Yesterday at church in a Lenten series on idolatry, our pastor shared the bit about how our checkbook and our calendar reveals much about the condition of our hearts. I think we should add an examination of our dinner tables to this test.
We are a people hungry for table time
I’m re-reading From Tablet to Table by Leonard Sweet. For the third time. I’ve underlined and dog-eared the pages that hardly a page is left untouched. I read a lot and this book resonates deeply — after I got over the pride of wishing I had written the book, of course. I’m a card-carrying table girl. It’s why I write this blog, share recipes and stories of a messy faith lived out at the kitchen table and the turquoise table and the spaces in-between.
I believe Leonard Sweet’s statement is true:
There is one thing that would dramatically change the world we live in and help return us to our rootedness in Christ: Bring Back The Table!
When I lived in France, I was awestruck at the importance of the noonday meal. Two hours in the middle of the day were guarded, protected, and cherished. Banks closed. School children returned home. Stores turned window signs around reminding anyone left passing by on the street they were fermé jusqu’à 02h00, closed until two-o’clock.
What was once a normal rhythm of life, at least in France, would be out-right counter cultural in our fast paced society where drive-thru meals are available on every corner. I don’t want a drive-thru faith. Where sermons are ingested on the run between sleep-overs and lacrosse games. And dinners are scarfed as a means to temporarily satiate a worldly hunger. And neighbors are waved at and waved on.
So, I’ll make another meal. Provencal Beef Stew. And, live in the grace and truth that last night’s supper wasn’t ruined after all. For me or for Littlest. I reminded her another supper is coming soon, one that is glorious and will be the grandest of all feasts. A banquet like no other.
In the meantime, in this temporary time between garden and banquet we do our best. We make Sunday suppers for our families. And, invite our neighbors for coffee. And, show up for church when we are tempted to sleep in. And, this is where God meets us.

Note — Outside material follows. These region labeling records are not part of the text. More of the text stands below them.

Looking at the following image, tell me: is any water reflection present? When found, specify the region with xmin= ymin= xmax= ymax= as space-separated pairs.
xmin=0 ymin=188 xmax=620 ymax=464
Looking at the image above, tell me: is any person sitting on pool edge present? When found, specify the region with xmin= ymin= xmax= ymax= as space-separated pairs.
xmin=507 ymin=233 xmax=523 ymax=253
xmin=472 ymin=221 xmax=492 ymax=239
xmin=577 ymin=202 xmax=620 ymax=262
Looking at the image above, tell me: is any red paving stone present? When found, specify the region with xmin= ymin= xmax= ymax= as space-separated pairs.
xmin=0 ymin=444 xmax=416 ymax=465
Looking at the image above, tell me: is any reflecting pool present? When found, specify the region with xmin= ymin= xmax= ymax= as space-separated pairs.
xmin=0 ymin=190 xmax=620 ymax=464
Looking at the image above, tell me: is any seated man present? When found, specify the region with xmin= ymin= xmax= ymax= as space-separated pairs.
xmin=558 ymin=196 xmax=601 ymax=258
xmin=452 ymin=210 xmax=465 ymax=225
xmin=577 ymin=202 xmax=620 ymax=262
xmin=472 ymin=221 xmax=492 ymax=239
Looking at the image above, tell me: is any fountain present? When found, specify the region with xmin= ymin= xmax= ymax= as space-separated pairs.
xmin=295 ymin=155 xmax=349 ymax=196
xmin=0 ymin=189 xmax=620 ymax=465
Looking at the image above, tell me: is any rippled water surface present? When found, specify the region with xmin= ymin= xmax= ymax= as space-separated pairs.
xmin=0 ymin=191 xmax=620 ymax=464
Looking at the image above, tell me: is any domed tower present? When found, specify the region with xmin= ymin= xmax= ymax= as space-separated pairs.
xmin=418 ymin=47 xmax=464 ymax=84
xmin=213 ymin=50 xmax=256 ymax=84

“I can’t wait for that big banquet, mommy. When will God have it?” my seven year old asks.
“It’s not for us to know the date or the time. But you have a place at the table,” I kissed her forehead and watched her savor a bite of Sunday supper.
- 1 tablespoons olive oil
- 10 - 12 garlic cloves, crushed
- 2 lbs stew meat, 2"-inch cubes
- ½ teaspoon salt
- ¼ teaspoon pepper
- 1 cup red wine
- 2 cups carrots, chopped
- 2 cups onion, chopped
- ½ cup beef broth
- 1 tablespoon tomato paste
- 1 tablespoon fresh rosemary, chopped
- 1 tablespoon fresh thyme, chopped
- 1 (15 oz) can diced tomatoes
- Pre-heat oven to 300 degrees.
- In a small dutch oven, heat oil. Add garlic and cook, stirring occasionally, for 5 minutes until golden brown. Remove garlic with slotted spoon and set aside.
- Add beef to pan and sprinkle with salt and pepper. Cook 5 minutes, browning on all sides. Remove beef from pan.
- Add wine to pan, bring to a boil and scrape browned bits. Add garlic, beef and remaining ingredients. Bring to a boil.
- Cover and bake at 300 for 2½ hours or until beef is tender.
- Serve with crunchy French bread or over wide noodles.